He was wearing a face mask, another standard bow-hunting accessory, but he disliked the idea of leaving the camera. He walked back to it, got behind it, and pried it off the wall. A wire led out of the bottom of it, and he traced it to a closet, and inside, found a computer server, which didn’t seem to have any connection going out.

The server was screwed to the floor, but the floor was weak, and he pried it up and carried both the server and the camera outside.

The rest of it had taken two minutes: he placed the bomb on the floor next to the door, reaching around the door, and then led the wires from the blasting cap under the door, and then closed the door.

The switch was a mousetrap, a method he’d read about on the Net. One wire was attached to the spring, the other to the top of the trap’s wooden base. A piece of fish line led from the trap’s trigger to the inside doorknob on the screen door. When the door was opened, the trap would snap, the two ends of the copper wire would slam together, completing the circuit, and boom.

Which was exactly what happened.

He remembered walking away from the trailer, thinking about the lottery aspect of it: Who would it be, who would open the door? Some minimum-wage asshole hired to pour the concrete? Or maybe the building architect?

He’d tracked through the night, enjoying himself, until he got to the river. The camera and server were awkward, carrying them with all the tools he’d brought for the break-in, pushing through the brush along the track. He listened for a minute, then threw the server and the camera out into the middle of the river, a nice deep pool, and continued through the dark to his car.

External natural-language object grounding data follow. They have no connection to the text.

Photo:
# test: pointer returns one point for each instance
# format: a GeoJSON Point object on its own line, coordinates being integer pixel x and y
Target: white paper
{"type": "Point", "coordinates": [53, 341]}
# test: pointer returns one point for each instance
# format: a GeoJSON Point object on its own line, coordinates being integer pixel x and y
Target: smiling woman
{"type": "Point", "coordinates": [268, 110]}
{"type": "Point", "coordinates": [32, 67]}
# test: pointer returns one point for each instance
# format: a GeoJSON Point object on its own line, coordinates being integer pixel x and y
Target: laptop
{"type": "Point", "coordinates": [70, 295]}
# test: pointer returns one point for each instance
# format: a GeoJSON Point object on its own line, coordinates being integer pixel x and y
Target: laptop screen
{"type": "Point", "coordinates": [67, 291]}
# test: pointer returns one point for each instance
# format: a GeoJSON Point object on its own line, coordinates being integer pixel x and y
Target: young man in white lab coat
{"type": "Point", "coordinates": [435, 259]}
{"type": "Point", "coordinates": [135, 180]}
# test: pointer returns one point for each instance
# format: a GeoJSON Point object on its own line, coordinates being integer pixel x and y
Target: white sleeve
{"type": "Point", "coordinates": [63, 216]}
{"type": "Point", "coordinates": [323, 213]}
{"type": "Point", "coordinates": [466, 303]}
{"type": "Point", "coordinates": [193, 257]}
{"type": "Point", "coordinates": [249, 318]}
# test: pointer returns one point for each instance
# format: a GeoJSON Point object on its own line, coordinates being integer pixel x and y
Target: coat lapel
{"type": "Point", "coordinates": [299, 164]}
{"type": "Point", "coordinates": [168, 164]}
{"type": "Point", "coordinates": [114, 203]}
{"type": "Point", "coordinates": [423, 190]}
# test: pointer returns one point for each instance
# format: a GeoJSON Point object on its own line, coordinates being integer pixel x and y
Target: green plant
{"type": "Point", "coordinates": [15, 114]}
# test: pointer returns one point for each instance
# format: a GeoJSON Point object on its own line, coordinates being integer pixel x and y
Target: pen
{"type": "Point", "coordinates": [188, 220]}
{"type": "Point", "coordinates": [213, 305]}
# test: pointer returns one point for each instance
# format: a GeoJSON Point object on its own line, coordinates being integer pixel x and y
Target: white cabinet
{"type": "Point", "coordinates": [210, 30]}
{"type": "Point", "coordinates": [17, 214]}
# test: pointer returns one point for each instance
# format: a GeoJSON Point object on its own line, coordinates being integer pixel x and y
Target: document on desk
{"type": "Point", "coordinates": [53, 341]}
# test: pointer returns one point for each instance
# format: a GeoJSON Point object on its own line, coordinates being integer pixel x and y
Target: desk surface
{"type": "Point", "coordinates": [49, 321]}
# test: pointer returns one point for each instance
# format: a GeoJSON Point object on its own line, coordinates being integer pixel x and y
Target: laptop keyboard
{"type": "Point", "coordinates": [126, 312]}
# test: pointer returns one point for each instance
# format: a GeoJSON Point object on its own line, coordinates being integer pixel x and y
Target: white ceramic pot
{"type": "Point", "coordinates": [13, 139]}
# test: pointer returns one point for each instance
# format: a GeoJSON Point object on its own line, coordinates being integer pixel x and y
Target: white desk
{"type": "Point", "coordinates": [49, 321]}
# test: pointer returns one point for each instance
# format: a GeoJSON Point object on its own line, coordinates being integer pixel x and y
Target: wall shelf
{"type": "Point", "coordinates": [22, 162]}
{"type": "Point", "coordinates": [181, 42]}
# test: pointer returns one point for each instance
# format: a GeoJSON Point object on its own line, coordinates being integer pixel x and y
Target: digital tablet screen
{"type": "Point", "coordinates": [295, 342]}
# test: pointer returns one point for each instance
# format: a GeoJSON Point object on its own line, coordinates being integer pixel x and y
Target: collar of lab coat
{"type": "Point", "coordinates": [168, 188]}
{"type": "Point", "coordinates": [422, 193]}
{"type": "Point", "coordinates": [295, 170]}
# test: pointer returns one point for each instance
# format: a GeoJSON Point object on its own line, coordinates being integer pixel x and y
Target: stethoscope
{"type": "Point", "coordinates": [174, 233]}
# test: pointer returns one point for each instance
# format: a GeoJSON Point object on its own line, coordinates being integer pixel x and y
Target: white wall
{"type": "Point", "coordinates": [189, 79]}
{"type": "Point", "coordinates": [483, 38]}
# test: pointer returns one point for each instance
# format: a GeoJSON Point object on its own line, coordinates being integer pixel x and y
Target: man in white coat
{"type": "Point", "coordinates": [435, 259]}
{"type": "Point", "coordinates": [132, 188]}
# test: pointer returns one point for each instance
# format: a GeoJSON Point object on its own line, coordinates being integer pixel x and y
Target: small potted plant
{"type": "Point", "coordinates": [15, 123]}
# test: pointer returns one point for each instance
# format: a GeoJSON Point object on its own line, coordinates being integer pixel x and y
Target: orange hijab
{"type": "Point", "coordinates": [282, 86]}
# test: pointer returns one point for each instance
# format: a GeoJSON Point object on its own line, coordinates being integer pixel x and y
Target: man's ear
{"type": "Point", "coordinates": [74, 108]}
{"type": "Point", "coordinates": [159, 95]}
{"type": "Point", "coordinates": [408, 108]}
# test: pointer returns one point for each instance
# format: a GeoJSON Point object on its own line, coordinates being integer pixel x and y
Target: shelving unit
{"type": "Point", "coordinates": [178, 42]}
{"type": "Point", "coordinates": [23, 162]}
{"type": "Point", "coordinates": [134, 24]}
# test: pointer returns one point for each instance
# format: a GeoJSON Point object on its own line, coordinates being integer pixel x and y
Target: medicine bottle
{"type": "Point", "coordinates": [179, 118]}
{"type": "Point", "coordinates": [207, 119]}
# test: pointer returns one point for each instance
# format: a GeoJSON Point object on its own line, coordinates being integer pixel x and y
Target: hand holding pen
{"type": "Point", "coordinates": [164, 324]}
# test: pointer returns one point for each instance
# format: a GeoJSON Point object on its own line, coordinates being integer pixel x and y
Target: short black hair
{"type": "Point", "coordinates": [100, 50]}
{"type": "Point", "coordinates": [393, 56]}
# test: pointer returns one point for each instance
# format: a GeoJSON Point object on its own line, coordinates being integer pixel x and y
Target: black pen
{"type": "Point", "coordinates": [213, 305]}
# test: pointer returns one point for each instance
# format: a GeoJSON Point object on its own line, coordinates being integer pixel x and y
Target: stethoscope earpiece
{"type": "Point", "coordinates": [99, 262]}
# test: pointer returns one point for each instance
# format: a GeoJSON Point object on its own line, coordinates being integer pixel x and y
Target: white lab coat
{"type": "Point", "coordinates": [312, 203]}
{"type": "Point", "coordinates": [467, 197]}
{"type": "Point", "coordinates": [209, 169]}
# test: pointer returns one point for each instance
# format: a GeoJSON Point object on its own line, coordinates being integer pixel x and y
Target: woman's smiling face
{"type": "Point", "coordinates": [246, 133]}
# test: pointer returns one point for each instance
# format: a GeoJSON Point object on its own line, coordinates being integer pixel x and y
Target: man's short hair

Hehad the technique, he had the equipment, he had the balls.

Thinking about the earlier missions, he smiled again.

This night would take perhaps even more balls, and he looked forward to it. Creeping through the dark, wiring it up…

One thing: if a single dog barked, he was out of there. The first target was on the edge of town, not many people around. He’d spotted a parking place, at the side of a low-end used-car lot, a block away from the target. There were no cameras at the lot; he’d scouted it carefully. He could park the car, making it look like one of the used cars, cross the road into a copse of trees, and sit there for a bit and watch. Then he’d walk through the trees and across a weedy vacant lot, right up to the target car.

And that’s what he did, at two o’clock in the morning, dressed in camo, with a bomb in a backpack, a gun in his pocket. He’d already killed, and if the owner of the house caught him planting the bomb, he’d shoot him and run for it. Nothing to lose.

The night was warm, for early June, when it could still get cold; but not this night. He left the car, as planned, sat in the trees and listened and watched: a small town, trucks braking on the highway, or speeding up as they headed out; the stars bright overhead; no sirens or dogs to break the silence.

He could see the target car, sitting across the vacant lot like Moby-Dick: there’d been no sign of activity from the house next to it. He gave it the full half hour, then began a slow stalk across the lot.

He was a deer hunter, a stalker rather than a sitter, and he knew how to move slowly. He took ten minutes to cross the hundred-foot lot. He was satisfied that even if there’d been a dog, it wouldn’t have heard him.

At the car, he sat and listened, one full minute, letting his senses extend into the night, and then he slid beneath it, next to the axle. He’d taped the end of a deer hunter’s LED flashlight, so only a single LED could shine through: a red one.

After looking the situation over, he decided the most reasonable thing would be to tape the bomb to the hydraulic line that led toward the back of the car. He did that, fumbling with the tape in the dark, until it was solid. He made sure that the thermostat bulb was hanging straight down, checked it twice-if he got it wrong, he’d be a rapidly expanding sphere of bloody cellular matter. When everything was right, he pulled the circuit wires down the car for a couple feet, looped them around another fluid line, then twisted together the wires that would complete the circuit.

The bomb was live.

He eased out from under the car and, once clear, looked up into the night sky at the billions and billions…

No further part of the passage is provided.